What we’re talking about here is changing this deeply rooted concept.
If you are in a manager or supervisor role, you will be well aware of how hard it is to break through this mold and create positive change. It can be challenging to create change within a group, because good groups tend to stick together.
Upper management tends to view changes as a positive aspect, where the general employee population might feel otherwise. People don’t normally like change, simply because it’s different. Individuals fall into a routine or schedule, and they feel comfortable with the tasks they do. So while you may be considering changing rules and procedures in your workplace, be aware that resistance will be expected.
Creating change doesn’t happen overnight.
One of the most important things to consider when implementing change is remembering to stick with it. Because there might be some resistance at first, you must closely monitor your progress hoping that the change doesn’t get ignored and forgotten about.
So how might you go about monitoring change in the workplace? If you are introducing a new policy or procedure, you can direct managers to make sure the new process is being followed. Have you ever been told about an idea, or simpler way of completing something only to never try it out?
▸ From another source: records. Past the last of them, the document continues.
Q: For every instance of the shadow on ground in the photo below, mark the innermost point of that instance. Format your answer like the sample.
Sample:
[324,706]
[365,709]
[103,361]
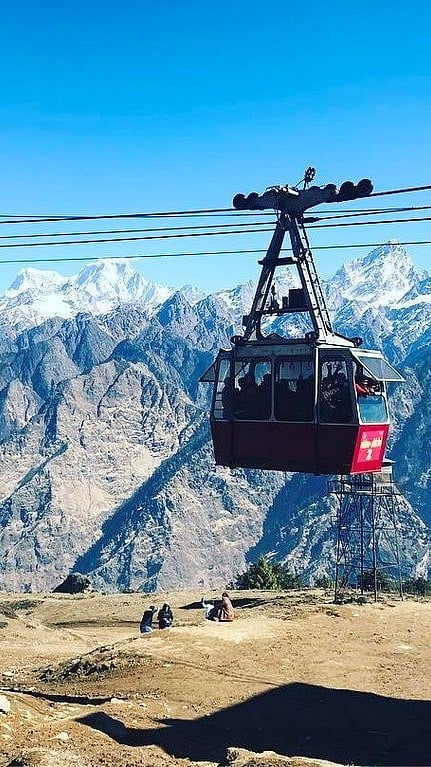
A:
[298,719]
[236,602]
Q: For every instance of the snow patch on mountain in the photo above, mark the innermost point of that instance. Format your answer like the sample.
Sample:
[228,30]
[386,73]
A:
[382,278]
[37,295]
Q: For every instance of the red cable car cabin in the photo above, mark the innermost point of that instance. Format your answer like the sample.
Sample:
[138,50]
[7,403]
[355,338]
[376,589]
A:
[316,404]
[292,407]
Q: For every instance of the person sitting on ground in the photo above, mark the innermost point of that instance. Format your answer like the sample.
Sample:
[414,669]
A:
[226,613]
[210,610]
[165,617]
[146,625]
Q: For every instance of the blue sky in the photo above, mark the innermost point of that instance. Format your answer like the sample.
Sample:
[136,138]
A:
[110,108]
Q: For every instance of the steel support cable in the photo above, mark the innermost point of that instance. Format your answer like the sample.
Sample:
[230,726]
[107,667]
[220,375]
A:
[262,228]
[370,223]
[177,213]
[369,212]
[347,214]
[68,259]
[133,231]
[128,239]
[251,214]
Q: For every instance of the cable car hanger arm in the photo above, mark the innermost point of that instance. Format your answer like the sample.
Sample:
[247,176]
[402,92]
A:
[290,204]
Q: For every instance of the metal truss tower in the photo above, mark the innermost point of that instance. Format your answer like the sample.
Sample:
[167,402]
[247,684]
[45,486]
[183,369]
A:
[367,531]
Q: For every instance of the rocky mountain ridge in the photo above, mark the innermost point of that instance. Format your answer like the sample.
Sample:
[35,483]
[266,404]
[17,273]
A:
[107,463]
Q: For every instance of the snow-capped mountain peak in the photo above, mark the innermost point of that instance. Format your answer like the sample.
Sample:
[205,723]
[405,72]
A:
[35,281]
[381,278]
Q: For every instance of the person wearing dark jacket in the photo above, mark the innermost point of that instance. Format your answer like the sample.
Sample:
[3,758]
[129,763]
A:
[226,613]
[165,617]
[146,625]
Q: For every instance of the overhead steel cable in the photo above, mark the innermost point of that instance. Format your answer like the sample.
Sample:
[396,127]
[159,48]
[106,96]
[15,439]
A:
[132,231]
[130,239]
[162,214]
[369,223]
[368,212]
[401,191]
[77,259]
[263,227]
[174,213]
[248,214]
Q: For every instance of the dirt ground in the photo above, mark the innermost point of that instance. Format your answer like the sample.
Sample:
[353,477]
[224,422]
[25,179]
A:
[295,676]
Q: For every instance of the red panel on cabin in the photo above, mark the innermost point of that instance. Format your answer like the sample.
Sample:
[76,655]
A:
[370,448]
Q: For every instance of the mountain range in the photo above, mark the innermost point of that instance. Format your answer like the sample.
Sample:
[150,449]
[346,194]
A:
[107,463]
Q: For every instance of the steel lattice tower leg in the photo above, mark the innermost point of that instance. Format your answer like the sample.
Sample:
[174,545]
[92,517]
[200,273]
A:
[367,531]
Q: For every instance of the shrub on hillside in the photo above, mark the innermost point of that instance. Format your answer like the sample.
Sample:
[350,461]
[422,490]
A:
[266,575]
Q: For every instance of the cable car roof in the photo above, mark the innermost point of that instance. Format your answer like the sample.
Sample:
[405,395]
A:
[376,366]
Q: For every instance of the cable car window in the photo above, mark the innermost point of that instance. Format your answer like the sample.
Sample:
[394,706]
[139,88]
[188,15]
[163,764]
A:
[335,401]
[223,392]
[252,390]
[370,396]
[294,389]
[377,367]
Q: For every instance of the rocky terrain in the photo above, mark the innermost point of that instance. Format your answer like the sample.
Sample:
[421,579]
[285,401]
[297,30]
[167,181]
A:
[295,680]
[107,466]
When you are looking to create change in the workplace, you are not recommending the process to be completed another way – it is an order. Which brings me to my next point…
Change happens with friendly introduction.
Instead of holding a one-way lecture on how “this is the new way” of doing things, open the room up for discussion. Yes, you still want to steer the company in your direction, but you can do so in a welcoming and friendly manner.
Explain to your employees why this change must happen – because it will improve the company’s success and future growth. But also explain why it will be easier for the employees. People will be more open to new things when they are properly introduced to them, and assured that it will make their lives easier.
Offer incentives to ensure success.
Offering incentives as a reward will only increase your chance of success when looking to create change in the workplace. Think of the many restaurants, clothing stores, and many other businesses that follow this practice. There’s a lot of draw when you have the ability to earn a reward by just following a few simple tasks or instructions. This method will not only motivate your employees when they work, but they’ll become hungrier as they keep coming back for more.
It’s the “buy two get one free” mentality that provides a reason for people to follow your methods. Even when you aren’t too demanding and continue to put in the effort when looking to create long lasting change, sometimes a little extra incentive can go a long way. Humans recognize a reward based system – and it certainly helps when you are able to offer something to your employees when they follow your instructions.
Success to change depends on you.
Will your employees be motivated to change? It’s a tough question that will have many different answers – but the driving factor will always come back to you. You can’t slack off and take your foot off the gas pedal. So don’t assume once you give your groundbreaking presentation, the masses will come running towards you. I talked about how you will experience some resistance from your employees with new change, but the other level of resistance comes from you.
You might question your decision, or even forget about the end goal. Internal resistance might be the hardest thing to overcome when you want to make major changes in the workplace. The most important thing to do is stick with it – there are certainly ways to jump over these mental hurdles. Make a list of reasons why you want to change, and how it will be beneficial for the company. You can even list the positives and negatives – but always be looking towards the end goal. The positives must outweigh the negatives.
If it ain’t broke don’t fix it.
Sometimes we can make the mistake of forcing change too much – when we might not even need it in the first place. So do your research properly, evaluate all possible outcomes, then make your decision. Change works best when a system or practice needs major improvement. You could be doing something right and might not even realize it – at the end of the day, it’s your call to make.
You should think of change as a limited resource – so don’t overuse it. As an employee it can be frustrating and overwhelming when upper management continues to change the system around them. Re-learning and re-training costs time and money. Use change wisely.